The overall goal of the final project is much like that of a grant proposal, in which a developer must convince the city council that their new business or activity is both cost-effective and beneficial to the community. You are encouraged to be creative and persuasive in your proposal, but remember that everything must be supported by the theories and research covered in our class. Included is a Community Center Proposal Template, demonstrating what information should be included in your written portion of the project.
You will utilize the PSY104 Written Proposal template to create and submit your proposal. Enter the requested information on the title page where indicated. Where you find the text “This is where you will…” within the proposal, please remove that and enter your own content. The headings in bold and the outline formatting with numbers and letters should not be altered.
In your Community Center Proposal, you must include the following:
- Please complete each section of the template including the information requested.
- Within section “iv” for each room, you will be asked to justify your activities and items by analyzing interactions of the major themes: Health and Well-Being, Family and Parenting, Education, Culture and Gender as factors influencing the developmental physical, cognitive and psychosocial pathways. Your written proposal must address how you have accounted for each of these themes in its associated room as they relate to physical, cognitive, and psychosocial development. Each theme must be included in at least one room, and each room must address one or more themes. (Please see these samples for ways to explain how you have accounted for this.)
- Cite your sources according to APA style as outlined in the Ashford Writing Center. For information regarding APA samples and tutorials, visit the Ashford Writing Center, located within the Learning Resources tab on the left navigation toolbar in your online course. The EBSCOHost and PSYCinfo databases in the Ashford Online Library are helpful sources of information, as are the required and recommended resources found in your course materials. To locate EBSCOHost and PSYCinfo, visit the Ashford Online Library through the tab on the left navigation toolbar in your online course and select “Databases by Subject” and then “Psychology.” (For further assistance in researching scholarly sources, please access the tutorials page on the Ashford University Library website.)

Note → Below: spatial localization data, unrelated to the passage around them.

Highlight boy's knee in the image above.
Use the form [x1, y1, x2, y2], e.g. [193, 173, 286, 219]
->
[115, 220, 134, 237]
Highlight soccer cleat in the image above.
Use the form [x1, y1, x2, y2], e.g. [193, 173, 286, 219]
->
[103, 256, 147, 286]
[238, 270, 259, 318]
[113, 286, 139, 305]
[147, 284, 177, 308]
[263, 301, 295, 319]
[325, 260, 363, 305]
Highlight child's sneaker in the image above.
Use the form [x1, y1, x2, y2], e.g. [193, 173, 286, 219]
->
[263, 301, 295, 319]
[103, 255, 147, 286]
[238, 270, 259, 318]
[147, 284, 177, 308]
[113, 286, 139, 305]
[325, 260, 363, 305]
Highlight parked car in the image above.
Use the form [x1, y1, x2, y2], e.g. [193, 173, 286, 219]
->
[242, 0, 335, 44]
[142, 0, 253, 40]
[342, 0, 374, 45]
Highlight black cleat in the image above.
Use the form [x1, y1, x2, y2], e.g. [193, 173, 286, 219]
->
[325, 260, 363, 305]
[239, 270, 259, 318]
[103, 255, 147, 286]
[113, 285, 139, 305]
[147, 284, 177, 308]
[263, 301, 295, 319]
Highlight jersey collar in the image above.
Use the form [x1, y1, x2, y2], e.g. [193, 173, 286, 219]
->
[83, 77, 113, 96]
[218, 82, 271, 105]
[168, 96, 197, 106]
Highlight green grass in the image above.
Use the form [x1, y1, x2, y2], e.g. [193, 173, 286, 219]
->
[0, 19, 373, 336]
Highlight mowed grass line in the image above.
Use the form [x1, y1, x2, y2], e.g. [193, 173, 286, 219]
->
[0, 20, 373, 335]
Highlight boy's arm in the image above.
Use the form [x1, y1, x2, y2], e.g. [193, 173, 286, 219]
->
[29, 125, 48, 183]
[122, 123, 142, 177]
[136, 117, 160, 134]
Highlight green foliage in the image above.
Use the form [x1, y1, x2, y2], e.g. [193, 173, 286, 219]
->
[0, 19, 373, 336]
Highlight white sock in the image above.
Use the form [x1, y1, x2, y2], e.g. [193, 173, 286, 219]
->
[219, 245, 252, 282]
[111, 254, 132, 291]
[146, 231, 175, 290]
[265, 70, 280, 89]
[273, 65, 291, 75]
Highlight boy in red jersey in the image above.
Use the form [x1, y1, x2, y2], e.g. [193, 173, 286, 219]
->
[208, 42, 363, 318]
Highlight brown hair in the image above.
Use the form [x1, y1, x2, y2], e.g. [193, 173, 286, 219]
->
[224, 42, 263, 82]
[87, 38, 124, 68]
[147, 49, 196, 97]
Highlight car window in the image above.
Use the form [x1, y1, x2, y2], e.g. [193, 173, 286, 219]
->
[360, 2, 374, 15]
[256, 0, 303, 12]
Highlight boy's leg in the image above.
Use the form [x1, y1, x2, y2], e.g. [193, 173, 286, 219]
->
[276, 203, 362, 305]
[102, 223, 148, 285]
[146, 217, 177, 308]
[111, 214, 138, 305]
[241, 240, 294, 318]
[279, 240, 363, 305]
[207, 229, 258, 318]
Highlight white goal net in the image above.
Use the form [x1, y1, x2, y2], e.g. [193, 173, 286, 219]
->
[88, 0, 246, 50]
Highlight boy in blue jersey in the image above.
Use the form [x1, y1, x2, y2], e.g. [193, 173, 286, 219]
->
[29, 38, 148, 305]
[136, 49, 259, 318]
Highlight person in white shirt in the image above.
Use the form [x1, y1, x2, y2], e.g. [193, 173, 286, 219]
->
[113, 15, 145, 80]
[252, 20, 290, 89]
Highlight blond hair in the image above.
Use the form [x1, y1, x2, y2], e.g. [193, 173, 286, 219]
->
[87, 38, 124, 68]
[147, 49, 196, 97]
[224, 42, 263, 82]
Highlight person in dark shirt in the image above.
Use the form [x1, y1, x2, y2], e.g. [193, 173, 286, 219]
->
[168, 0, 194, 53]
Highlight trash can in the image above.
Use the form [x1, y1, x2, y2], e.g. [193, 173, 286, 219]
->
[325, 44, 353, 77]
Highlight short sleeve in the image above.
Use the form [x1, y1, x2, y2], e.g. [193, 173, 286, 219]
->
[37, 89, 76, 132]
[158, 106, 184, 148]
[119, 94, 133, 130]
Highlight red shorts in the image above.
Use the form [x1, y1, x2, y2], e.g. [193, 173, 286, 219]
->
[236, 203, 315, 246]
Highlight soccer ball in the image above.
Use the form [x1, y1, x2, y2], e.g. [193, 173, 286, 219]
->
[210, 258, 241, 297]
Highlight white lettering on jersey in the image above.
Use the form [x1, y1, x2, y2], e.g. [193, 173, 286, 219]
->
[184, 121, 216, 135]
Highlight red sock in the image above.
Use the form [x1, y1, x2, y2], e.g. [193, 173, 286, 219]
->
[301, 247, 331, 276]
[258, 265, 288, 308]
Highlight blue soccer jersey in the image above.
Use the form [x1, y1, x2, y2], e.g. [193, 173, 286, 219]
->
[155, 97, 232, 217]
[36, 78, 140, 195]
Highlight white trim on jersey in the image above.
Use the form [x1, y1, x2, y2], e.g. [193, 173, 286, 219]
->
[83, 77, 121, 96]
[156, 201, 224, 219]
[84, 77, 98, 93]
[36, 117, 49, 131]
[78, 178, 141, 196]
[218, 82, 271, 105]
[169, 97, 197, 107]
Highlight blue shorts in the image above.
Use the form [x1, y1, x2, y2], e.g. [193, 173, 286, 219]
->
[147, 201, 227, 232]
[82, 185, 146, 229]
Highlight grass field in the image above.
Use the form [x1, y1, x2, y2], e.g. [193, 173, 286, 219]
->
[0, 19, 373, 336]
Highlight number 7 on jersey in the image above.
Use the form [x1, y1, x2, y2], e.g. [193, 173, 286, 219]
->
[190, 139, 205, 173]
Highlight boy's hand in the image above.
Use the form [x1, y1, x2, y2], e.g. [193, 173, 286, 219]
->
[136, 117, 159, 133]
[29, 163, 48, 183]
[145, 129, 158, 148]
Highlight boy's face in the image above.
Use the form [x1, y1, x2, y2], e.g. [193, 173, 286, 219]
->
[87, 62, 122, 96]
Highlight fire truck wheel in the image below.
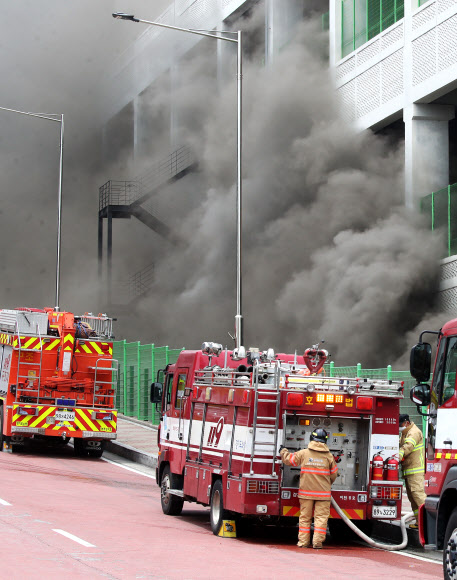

The Community Center Proposal:
- Must be 6 to 8 double-spaced pages in length, and formatted according to APA style as outlined in the Ashford Writing Center.
- Must include a title page with the following:
- Title of Community Center
- Student’s name
- Course name and number
- Instructor’s name
- Date submitted
- Must begin with an introductory paragraph that has a succinct thesis statement, in which you introduce the topic and your Community Center.
- Must address the topic of the paper with critical thought within each of the designated age groups.
- Must end with a conclusion that reaffirms your thesis and thanks the mock city council for their time and consideration of your proposal.
- Must use at least 2 scholarly sources, including a minimum of 1 from the Ashford Online Library.
- Must document all sources in APA style, as outlined in the Ashford Writing Center.
Must include a separate reference page, formatted according to APA style as outlined in the Ashford Writing Center.